Başarı yolunda yasal doping: Duygusal Zeka
1990’lı yıllardan beri bir kavram olarak hayatımızda var olan duygusal zeka (EQ), hem kendimize hem de başka insanlara ait duyguları anlama, sezme, ifade edebilme, hissedebilme, çözümleme ve yönetme yetisi anlamına geliyor. İşyerinde duygusal zeka kullanımı ise özellikle başarılı liderlerin etki alanını ve gücünü artırmaları için başvurdukları yöntemlerden biri. Bir anlamda üstüne çıkılacak yapının zemini, çimentosu. Duygusal zeka olmadan psikolojik güven ortamından, insan-merkezli şirketlerden, duygusal çeviklikten ya da kapsayıcılıktan bahsedemeyiz.

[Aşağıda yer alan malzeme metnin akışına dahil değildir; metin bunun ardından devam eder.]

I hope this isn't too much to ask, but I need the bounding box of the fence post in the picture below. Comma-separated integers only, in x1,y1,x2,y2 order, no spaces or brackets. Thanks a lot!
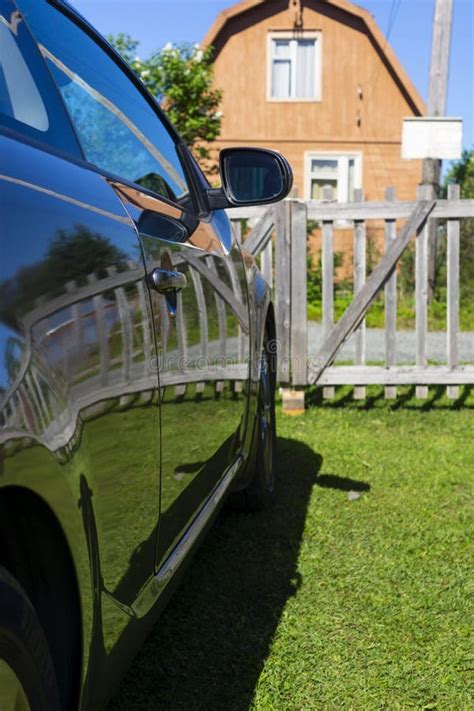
227,228,247,361
447,183,460,399
260,238,273,286
24,372,46,433
65,280,82,379
291,200,308,386
231,219,241,243
88,273,109,387
175,291,187,373
31,370,50,424
416,184,430,399
137,279,152,378
282,199,307,414
384,186,397,399
115,286,133,385
18,383,36,432
322,185,335,399
7,395,18,429
353,188,366,400
275,200,291,385
207,256,227,358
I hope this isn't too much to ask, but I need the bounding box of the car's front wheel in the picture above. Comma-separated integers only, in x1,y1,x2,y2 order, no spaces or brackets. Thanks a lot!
0,566,60,711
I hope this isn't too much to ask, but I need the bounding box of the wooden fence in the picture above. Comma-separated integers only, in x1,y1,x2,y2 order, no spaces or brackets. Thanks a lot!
231,184,474,409
2,185,473,446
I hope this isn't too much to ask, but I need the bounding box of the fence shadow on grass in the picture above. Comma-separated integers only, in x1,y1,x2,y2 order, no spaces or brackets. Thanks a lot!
306,384,474,411
108,437,321,711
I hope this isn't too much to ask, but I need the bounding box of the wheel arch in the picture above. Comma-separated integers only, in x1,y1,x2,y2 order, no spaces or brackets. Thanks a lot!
0,484,83,710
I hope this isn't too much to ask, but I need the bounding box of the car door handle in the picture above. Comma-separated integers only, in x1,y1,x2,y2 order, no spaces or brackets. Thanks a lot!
149,268,187,294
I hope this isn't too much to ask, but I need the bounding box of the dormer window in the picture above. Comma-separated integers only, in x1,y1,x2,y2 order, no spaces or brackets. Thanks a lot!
268,32,322,101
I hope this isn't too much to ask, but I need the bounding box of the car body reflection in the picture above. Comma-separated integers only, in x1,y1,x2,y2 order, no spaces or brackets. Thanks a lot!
0,130,266,706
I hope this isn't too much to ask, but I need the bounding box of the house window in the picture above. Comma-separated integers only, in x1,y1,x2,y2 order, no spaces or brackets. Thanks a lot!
306,153,362,202
269,33,321,101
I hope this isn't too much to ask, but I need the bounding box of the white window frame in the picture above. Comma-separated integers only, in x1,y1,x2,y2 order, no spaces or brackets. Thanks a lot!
267,31,322,102
304,151,363,202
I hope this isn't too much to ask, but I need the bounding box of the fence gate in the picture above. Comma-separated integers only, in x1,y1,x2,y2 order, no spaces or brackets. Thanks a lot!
230,184,474,412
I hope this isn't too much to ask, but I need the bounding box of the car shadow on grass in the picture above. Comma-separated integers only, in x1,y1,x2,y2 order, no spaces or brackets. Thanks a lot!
108,437,322,711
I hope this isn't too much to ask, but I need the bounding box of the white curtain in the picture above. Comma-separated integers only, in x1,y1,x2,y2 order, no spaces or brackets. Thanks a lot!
272,40,291,98
296,39,315,98
272,59,291,98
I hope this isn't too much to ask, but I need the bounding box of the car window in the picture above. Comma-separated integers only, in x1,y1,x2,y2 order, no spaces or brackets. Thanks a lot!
0,0,81,156
17,0,190,204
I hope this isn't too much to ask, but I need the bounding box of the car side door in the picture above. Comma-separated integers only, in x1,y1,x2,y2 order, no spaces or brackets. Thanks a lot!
113,180,251,569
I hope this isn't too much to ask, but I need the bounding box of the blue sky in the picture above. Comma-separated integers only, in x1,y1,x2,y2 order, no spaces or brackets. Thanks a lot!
72,0,473,153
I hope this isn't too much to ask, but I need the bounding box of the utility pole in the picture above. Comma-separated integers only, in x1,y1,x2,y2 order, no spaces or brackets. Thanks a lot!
422,0,453,300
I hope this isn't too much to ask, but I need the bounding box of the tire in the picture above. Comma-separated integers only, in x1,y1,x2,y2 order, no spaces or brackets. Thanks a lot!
233,326,277,511
0,566,61,711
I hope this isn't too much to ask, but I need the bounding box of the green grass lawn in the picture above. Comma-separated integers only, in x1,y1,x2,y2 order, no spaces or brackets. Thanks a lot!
109,387,473,710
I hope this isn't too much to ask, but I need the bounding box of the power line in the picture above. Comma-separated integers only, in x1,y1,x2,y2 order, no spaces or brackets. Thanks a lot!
386,0,402,43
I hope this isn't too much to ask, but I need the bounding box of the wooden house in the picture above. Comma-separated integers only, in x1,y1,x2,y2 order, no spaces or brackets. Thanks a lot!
203,0,426,265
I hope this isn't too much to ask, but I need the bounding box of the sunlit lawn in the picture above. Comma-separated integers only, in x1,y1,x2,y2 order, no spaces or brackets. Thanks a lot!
109,386,474,710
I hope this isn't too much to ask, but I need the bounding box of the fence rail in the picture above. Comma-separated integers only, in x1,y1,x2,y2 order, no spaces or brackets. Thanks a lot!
230,185,474,409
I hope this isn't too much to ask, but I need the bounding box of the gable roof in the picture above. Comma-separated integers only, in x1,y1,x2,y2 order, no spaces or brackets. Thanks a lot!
203,0,425,116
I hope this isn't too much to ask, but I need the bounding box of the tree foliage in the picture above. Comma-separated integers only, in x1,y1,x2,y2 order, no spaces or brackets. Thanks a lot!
399,151,474,310
443,149,474,199
0,228,127,329
108,33,222,160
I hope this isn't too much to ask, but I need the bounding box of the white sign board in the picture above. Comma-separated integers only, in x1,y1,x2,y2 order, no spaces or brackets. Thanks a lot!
401,118,463,159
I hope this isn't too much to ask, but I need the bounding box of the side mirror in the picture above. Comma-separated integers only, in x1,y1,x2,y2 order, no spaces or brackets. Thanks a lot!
207,147,293,210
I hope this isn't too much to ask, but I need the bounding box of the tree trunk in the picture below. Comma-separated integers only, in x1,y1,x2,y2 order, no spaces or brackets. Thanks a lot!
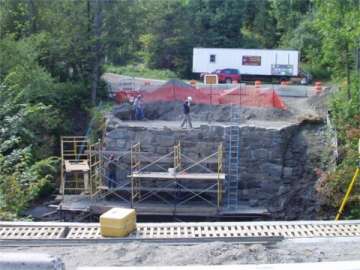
28,0,37,35
90,0,103,105
345,46,351,100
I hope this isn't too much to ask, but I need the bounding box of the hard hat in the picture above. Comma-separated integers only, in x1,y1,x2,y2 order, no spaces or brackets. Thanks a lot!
187,96,192,101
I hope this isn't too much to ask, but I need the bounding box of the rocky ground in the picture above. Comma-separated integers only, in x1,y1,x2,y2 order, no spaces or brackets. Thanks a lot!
104,72,331,124
4,238,360,270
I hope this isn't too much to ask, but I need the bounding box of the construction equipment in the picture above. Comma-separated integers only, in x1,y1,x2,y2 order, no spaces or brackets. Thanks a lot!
335,139,360,220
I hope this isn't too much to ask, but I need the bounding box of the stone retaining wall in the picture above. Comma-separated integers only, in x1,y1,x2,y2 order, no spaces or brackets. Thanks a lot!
104,116,330,219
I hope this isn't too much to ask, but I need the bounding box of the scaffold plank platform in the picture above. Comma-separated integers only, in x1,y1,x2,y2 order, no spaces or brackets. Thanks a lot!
64,160,89,172
59,195,268,217
130,172,225,180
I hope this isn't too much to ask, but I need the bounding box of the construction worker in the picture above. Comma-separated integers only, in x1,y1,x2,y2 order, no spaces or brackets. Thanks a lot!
181,96,192,129
134,94,144,120
107,154,117,189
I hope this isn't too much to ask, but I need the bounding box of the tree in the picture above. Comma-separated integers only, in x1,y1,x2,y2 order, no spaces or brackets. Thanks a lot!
314,0,360,99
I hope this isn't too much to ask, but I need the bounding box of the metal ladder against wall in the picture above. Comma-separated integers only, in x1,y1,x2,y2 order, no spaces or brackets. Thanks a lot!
224,104,241,210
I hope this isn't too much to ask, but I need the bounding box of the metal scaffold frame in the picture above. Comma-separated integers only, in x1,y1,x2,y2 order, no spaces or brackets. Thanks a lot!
60,136,101,198
91,150,132,203
131,142,141,206
129,142,225,211
60,136,227,216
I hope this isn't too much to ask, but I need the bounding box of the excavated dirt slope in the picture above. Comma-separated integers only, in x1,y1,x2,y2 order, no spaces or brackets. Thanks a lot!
5,238,360,269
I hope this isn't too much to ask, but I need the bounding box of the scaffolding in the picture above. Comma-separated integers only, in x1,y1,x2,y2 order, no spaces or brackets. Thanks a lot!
60,135,229,216
60,136,101,197
129,142,225,211
91,149,132,204
89,141,102,194
131,142,141,205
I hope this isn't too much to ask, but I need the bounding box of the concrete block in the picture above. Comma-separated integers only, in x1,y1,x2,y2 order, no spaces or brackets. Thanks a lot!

Harvard Üniversitesi tarafından yayınlanan makalede duygusal zekanın bileşenleri; Özfarkındalık, Özdenetim, Sosyal Farkındalık, Sosyal Beceri olarak sayılıyor. Makale duygusal zekasını geliştirmek isteyenlere şu üç öneriyi sunuyor:
- Duygularınızı tanıyın ve onları isimlendirin.
- Çevrenize karşı açık ve şeffaf olun, kendinizle ilgili geribildirimler isteyin
- Kitap (özellikle roman) okuyun. Araştırmalar okumanın başkalarıyla empati kurma gücünüzü artıracağını gösteriyor.
İnsan-merkezli işyerleri, empatik liderlik, mutlu çalışanlar, başarıdan başarıya koşan şirketler… Alınacak yol çok ama merak etmeyin, hepsi için ihtiyacınız olan tek bir şey var: Duygusal zeka. Liderseniz çalışanlarınızla, çalışansanız yöneticileriniz ve iş arkadaşlarınızla sağlıklı iletişim kurmaya, onları önemsemeye, hissetmeye, anlamaya emek verirseniz sonrası kartopu gibi birbirine eklenip büyüyerek gelir.